I'm attempting to implement a text clustering algorithm. The algorithm clusters similar lines of raw text by replacing them with regexes, and aggregates the number of patterns matching each regex so as to provide a neat summary of the input text instead of showing repetitive patterns from the input text. In this attempt I ran into the need to find if one regex covers another.
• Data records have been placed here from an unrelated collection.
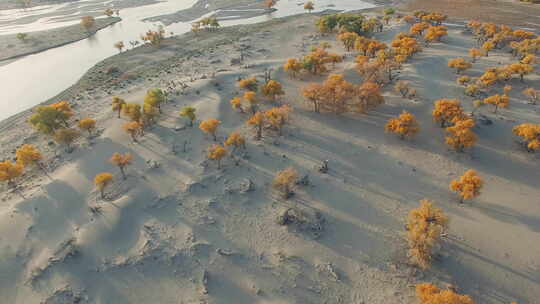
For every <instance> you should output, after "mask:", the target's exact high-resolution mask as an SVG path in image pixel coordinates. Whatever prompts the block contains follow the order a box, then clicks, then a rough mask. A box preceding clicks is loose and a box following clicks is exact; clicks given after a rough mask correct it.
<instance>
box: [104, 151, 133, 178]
mask: <svg viewBox="0 0 540 304" xmlns="http://www.w3.org/2000/svg"><path fill="white" fill-rule="evenodd" d="M132 160H133V155H131V153H125V154H120V153H118V152H115V153H114V154H113V155H112V156H111V159H109V161H110V162H111V163H112V164H113V165H116V166H118V168H120V172H121V173H122V178H123V179H126V172H125V168H126V167H127V166H129V165H131V161H132Z"/></svg>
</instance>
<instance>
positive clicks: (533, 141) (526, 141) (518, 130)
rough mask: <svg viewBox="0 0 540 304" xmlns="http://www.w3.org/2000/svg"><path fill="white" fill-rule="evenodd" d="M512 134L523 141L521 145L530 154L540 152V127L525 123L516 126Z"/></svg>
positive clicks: (534, 125) (514, 128) (538, 125)
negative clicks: (529, 153) (513, 134)
mask: <svg viewBox="0 0 540 304" xmlns="http://www.w3.org/2000/svg"><path fill="white" fill-rule="evenodd" d="M512 132H513V133H514V134H515V135H516V136H519V137H520V138H521V139H522V142H521V144H522V145H523V146H524V147H525V148H526V149H527V151H529V152H534V151H536V150H540V125H537V124H532V123H523V124H520V125H518V126H515V127H514V128H513V129H512Z"/></svg>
Assume we are concerned only about regular expressions with '*' and '+' wild cards i.e. '*' meaning zero or more occurences of an alphabet, and '+' meaning 1 or more occurences of an alphabet. Also assume the character set to be ASCII.
For example:
1. AB covers AB
This is straightforward.
2. ABC* covers ABC
Because ABC* can generate: ABC, ABCC, ABCCC etc.
3. A*B+C* covers AB+C*
Because A*B+C* can generate ABBC, AABBC, AABBCC etc. which covers
all strings generated by AB+C*.
4. A+M+BC* covers AMM+B+C+M+BC*
Similar to case [3] above.
Basically I'm looking for an efficient implementation of the following method which tells if strA (may contain a regex) covers for strB (may contain a regex). Note that there should also be a way to escape the regex characters '*' and '+' in the input strings strA and strB.
Method signature in C++:
bool isParentRegex(const string& strA, const string& strB)
My thinking is that a recursive approach is required for the implementation and it may be a bit complicated. But I'm curious to know if I could reuse existing implementations instead of re-inventing the wheel or if there are any other straightforward ways to do it.